Menyembuhkan Penyakit di Dalam Rumah Sakit
Kejadian di RSUP Dr. Sardjito dan berbagai keluhan serupa di penjuru negeri harus menjadi titik balik reformasi radikal pada tata kelola Rumah Sakit Pemerintah:
-
Rombak Sistem Evaluasi Kinerja (KPI) ASN Medis: Status sebagai pegawai negeri atau dokter spesialis tidak boleh lagi menjadi benteng kekebalan dari sanksi etik. Indikator kepuasan pasien dan penilaian perilaku (soft skills) harus dijadikan komponen utama dalam menentukan jenjang karier, tunjangan kinerja, dan kelayakan izin praktik di rumah sakit milik negara.
-
Manajemen Beban Kerja dan Pengawasan PPDS: Pemerintah dan universitas wajib membenahi jam kerja serta kondisi psikologis para dokter muda dalam program pendidikan spesialis.
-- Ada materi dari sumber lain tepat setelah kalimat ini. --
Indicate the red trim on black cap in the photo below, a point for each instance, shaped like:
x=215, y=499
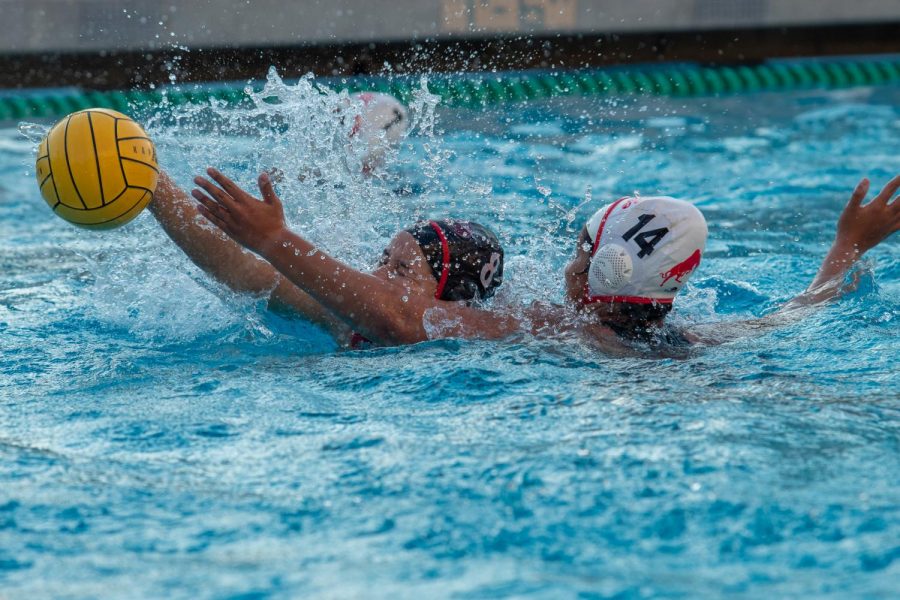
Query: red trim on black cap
x=445, y=266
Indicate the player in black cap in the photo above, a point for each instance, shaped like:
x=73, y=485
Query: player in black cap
x=433, y=271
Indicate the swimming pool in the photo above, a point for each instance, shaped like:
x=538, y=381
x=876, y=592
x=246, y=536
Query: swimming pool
x=163, y=438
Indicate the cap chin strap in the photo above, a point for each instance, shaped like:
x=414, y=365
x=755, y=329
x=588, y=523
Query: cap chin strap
x=445, y=265
x=588, y=299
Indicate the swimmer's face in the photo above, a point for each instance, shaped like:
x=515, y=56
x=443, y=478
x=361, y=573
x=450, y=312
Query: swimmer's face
x=403, y=259
x=577, y=269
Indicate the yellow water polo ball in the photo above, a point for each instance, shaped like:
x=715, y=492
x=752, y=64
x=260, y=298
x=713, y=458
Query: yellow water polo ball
x=97, y=168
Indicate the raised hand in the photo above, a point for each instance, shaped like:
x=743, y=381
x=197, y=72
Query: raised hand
x=862, y=227
x=255, y=224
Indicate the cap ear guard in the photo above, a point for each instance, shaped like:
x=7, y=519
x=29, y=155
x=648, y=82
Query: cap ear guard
x=611, y=268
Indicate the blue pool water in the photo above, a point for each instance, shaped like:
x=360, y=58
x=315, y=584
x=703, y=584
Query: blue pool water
x=160, y=437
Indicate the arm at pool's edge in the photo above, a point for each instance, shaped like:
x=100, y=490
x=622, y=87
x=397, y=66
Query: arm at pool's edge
x=229, y=263
x=860, y=228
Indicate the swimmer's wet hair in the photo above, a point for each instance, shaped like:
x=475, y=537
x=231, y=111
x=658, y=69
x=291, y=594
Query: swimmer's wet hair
x=465, y=257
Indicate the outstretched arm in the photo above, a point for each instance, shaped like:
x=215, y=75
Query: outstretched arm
x=383, y=311
x=860, y=228
x=227, y=262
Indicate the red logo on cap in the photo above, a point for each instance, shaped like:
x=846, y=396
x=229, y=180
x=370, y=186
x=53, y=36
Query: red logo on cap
x=682, y=269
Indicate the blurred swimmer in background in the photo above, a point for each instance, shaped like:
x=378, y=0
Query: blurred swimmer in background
x=375, y=123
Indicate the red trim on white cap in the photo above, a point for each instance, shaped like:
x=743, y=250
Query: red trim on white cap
x=603, y=222
x=445, y=266
x=588, y=299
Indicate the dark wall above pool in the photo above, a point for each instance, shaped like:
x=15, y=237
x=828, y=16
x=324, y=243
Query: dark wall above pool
x=114, y=43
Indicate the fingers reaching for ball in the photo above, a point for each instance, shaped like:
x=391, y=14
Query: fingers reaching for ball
x=251, y=222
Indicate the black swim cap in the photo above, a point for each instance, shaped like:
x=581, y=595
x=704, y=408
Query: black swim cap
x=465, y=257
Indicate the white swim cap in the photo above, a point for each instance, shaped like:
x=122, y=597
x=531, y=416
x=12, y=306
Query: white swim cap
x=643, y=249
x=382, y=121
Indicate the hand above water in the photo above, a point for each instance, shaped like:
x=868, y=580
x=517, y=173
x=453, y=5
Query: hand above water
x=255, y=224
x=862, y=227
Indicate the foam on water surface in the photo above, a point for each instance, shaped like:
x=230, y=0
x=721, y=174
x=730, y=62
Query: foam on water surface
x=162, y=437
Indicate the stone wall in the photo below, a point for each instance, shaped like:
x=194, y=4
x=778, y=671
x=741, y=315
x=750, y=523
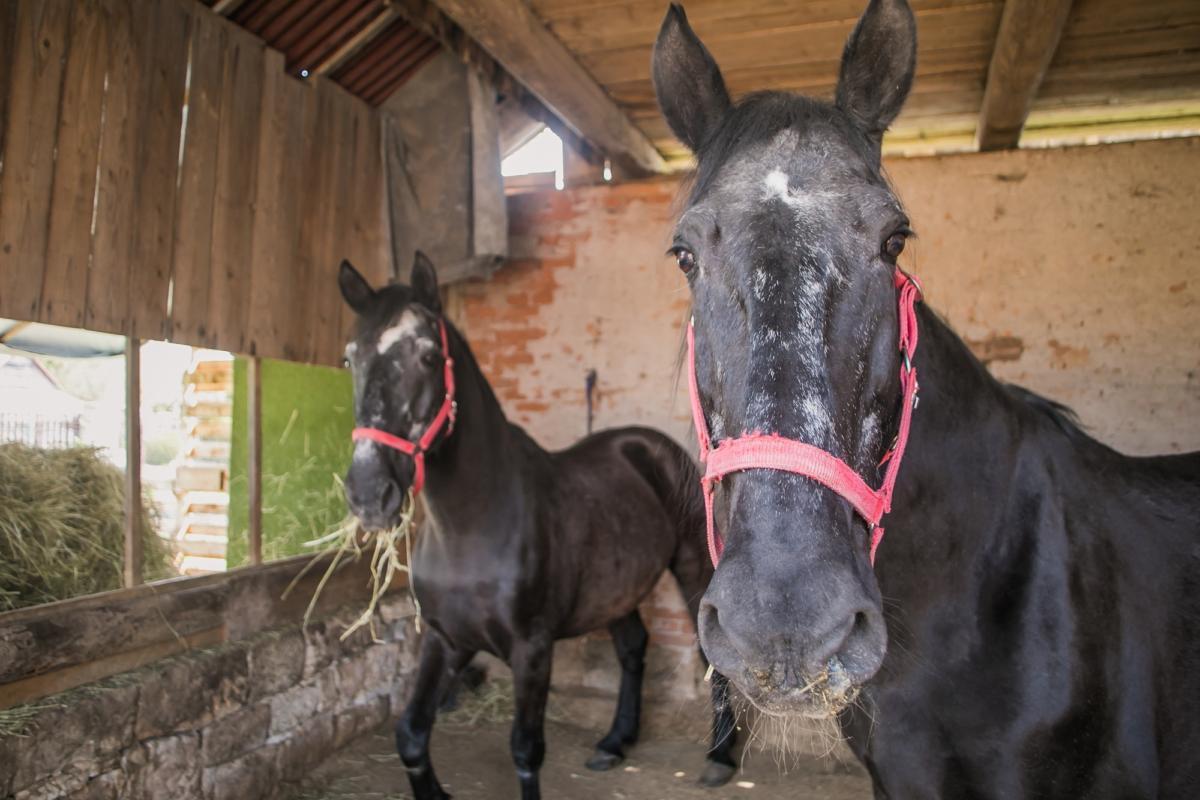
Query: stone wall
x=225, y=723
x=1069, y=271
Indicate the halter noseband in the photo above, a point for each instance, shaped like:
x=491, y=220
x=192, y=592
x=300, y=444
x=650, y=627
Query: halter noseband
x=772, y=451
x=444, y=419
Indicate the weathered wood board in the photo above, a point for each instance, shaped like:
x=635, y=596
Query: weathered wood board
x=166, y=179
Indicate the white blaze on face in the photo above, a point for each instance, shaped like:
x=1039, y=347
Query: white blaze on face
x=777, y=185
x=401, y=329
x=364, y=449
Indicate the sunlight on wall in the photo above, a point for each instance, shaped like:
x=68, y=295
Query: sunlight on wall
x=541, y=154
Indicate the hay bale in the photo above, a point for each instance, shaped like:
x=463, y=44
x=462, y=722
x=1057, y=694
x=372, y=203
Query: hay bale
x=61, y=525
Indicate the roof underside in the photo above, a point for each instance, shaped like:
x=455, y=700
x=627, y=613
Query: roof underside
x=365, y=46
x=1121, y=67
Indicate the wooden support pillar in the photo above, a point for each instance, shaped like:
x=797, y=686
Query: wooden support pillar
x=1027, y=38
x=132, y=461
x=255, y=468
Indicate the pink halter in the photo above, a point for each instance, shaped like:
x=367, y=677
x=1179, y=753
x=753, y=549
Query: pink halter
x=772, y=451
x=445, y=417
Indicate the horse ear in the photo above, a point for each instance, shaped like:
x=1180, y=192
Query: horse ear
x=355, y=289
x=425, y=282
x=688, y=82
x=877, y=65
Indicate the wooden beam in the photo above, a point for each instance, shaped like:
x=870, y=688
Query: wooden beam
x=226, y=7
x=388, y=13
x=1027, y=38
x=255, y=467
x=515, y=37
x=133, y=531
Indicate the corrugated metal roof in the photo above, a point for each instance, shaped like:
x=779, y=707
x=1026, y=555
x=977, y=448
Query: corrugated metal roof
x=363, y=44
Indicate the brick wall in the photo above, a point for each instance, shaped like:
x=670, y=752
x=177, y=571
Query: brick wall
x=1067, y=270
x=226, y=723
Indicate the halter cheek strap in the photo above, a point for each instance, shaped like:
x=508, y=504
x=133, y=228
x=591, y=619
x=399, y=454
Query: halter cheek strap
x=444, y=419
x=772, y=451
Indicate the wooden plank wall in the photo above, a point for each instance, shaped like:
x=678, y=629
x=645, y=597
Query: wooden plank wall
x=163, y=178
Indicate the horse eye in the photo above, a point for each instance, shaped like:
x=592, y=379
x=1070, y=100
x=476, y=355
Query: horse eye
x=684, y=258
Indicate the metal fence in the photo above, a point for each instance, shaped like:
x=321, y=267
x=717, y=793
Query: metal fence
x=39, y=431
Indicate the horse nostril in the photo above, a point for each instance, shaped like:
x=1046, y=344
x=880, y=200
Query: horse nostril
x=390, y=499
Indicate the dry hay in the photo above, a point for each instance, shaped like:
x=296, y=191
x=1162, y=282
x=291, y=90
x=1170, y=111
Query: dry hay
x=348, y=542
x=63, y=527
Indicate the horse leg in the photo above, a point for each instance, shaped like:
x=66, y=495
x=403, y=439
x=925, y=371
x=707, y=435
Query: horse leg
x=693, y=570
x=531, y=663
x=630, y=638
x=438, y=663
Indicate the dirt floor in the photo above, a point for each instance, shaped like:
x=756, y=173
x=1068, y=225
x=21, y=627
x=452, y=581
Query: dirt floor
x=471, y=755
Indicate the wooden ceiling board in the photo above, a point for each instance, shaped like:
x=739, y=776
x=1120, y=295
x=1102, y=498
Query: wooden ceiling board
x=1113, y=53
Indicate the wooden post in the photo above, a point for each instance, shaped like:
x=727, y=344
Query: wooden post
x=132, y=461
x=1027, y=38
x=255, y=468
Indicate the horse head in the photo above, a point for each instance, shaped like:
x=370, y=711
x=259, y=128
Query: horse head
x=399, y=362
x=789, y=242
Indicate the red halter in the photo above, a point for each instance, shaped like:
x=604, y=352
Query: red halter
x=772, y=451
x=444, y=417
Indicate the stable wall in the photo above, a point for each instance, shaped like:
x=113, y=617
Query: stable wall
x=228, y=722
x=1071, y=271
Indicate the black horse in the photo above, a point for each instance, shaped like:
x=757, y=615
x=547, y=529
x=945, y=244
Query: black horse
x=1031, y=627
x=520, y=547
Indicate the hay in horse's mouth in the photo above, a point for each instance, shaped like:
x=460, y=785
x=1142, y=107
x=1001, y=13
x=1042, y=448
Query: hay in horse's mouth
x=349, y=542
x=822, y=697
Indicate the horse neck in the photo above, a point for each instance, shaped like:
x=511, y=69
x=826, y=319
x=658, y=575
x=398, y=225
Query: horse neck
x=469, y=471
x=959, y=465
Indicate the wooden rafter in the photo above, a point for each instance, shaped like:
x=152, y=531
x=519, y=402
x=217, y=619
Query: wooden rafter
x=1027, y=38
x=385, y=16
x=534, y=56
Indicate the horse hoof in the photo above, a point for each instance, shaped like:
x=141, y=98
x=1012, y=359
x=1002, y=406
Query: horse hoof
x=717, y=774
x=603, y=761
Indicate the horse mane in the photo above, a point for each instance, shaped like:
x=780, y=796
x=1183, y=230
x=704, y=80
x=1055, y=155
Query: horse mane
x=1061, y=415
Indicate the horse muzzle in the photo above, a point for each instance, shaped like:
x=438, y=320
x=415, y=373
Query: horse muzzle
x=793, y=651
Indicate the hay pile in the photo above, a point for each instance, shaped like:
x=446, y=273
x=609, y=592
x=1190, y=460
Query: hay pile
x=61, y=525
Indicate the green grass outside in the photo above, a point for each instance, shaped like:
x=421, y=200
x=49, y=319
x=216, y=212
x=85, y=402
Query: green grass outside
x=307, y=417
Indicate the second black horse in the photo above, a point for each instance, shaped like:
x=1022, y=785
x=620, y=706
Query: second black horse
x=520, y=547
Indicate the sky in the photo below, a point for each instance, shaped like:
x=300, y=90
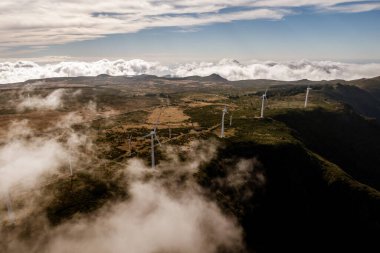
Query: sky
x=172, y=31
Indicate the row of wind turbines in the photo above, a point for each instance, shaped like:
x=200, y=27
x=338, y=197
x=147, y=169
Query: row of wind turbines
x=154, y=139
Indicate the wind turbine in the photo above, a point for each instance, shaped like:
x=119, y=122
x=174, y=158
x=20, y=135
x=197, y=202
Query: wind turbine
x=307, y=95
x=263, y=97
x=11, y=215
x=153, y=136
x=224, y=113
x=129, y=145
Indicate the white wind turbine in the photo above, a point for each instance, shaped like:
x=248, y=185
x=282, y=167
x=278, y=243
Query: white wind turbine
x=307, y=96
x=11, y=215
x=129, y=145
x=263, y=99
x=222, y=129
x=153, y=136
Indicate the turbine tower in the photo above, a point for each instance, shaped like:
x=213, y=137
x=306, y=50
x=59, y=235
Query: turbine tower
x=307, y=96
x=263, y=99
x=11, y=215
x=153, y=136
x=129, y=145
x=224, y=113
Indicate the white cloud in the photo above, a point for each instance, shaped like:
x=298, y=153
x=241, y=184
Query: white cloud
x=287, y=71
x=153, y=221
x=46, y=22
x=229, y=69
x=24, y=157
x=50, y=102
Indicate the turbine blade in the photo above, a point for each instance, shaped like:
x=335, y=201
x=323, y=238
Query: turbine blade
x=147, y=135
x=159, y=143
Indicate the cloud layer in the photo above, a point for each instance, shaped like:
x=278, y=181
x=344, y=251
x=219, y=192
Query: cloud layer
x=229, y=69
x=41, y=23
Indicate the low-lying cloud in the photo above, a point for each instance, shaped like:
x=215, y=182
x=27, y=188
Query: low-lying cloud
x=25, y=156
x=51, y=102
x=229, y=69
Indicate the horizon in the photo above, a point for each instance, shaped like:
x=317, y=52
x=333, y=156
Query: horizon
x=173, y=32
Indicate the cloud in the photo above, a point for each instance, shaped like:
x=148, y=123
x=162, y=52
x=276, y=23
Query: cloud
x=25, y=157
x=46, y=22
x=287, y=71
x=153, y=221
x=229, y=69
x=50, y=102
x=24, y=70
x=167, y=211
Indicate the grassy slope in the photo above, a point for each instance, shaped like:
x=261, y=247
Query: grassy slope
x=304, y=192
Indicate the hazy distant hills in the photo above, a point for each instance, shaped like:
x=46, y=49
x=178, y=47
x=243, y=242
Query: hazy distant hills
x=363, y=95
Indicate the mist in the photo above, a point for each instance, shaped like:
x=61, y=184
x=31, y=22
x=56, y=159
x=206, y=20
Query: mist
x=165, y=210
x=227, y=68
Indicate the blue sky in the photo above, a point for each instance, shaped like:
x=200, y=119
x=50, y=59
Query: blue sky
x=344, y=31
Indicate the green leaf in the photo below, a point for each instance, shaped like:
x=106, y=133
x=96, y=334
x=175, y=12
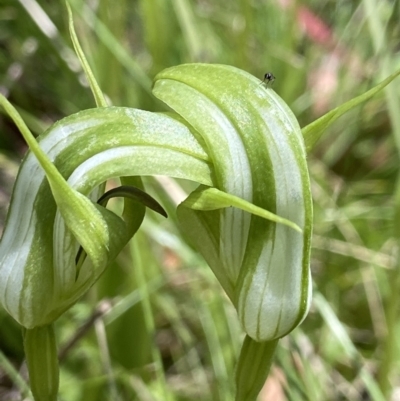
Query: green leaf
x=97, y=93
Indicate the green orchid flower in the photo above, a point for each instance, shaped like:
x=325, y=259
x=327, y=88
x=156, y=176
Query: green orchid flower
x=250, y=217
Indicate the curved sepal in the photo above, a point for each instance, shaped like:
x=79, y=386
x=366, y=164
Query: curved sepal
x=258, y=154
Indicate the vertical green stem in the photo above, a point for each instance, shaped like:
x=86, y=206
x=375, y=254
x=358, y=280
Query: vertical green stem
x=41, y=357
x=139, y=267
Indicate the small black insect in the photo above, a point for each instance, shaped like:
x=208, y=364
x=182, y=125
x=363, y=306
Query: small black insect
x=269, y=78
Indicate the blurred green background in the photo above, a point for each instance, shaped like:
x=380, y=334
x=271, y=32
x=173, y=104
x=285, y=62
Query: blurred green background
x=167, y=331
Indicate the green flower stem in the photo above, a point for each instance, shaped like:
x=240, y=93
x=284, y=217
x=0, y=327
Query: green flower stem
x=253, y=367
x=41, y=357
Pembatasan jam kerja yang manusiawi dan pengawasan langsung dari Dokter Penanggung Jawab Pelayanan (DPJP) harus ditegakkan agar pasien tidak dijadikan kelinci percobaan atau pelampiasan rasa stres.
-
Mekanisme Pengaduan Independen: Harus ada saluran pengaduan yang transparan, aman, dan memicu sanksi nyata bagi tenaga medis yang terbukti melakukan diskriminasi atau tindakan tidak ramah. Rumah sakit tidak boleh lagi berlindung di balik retorika pembelaan korporat saat anggotanya mencederai rasa keadilan publik.
Pasien BPJS bukanlah peminta-minta. Mereka adalah pemilik sah atas rumah sakit-rumah sakit pemerintah yang berdiri dari pajak dan iuran rakyat. Sudah saatnya setiap insan medis di fasilitas kesehatan publik menyadari: jas putih yang mereka kenakan, gedung mewah tempat mereka bekerja, dan peralatan canggih yang mereka gunakan, semuanya ada karena investasi dan keringat masyarakat yang mereka layani.
Merawat pasien BPJS dengan empati dan penuh rasa hormat bukanlah sebuah kemewahan—itu adalah kewajiban moral, etika profesi, dan utang konstitusi yang harus dibayar tuntas.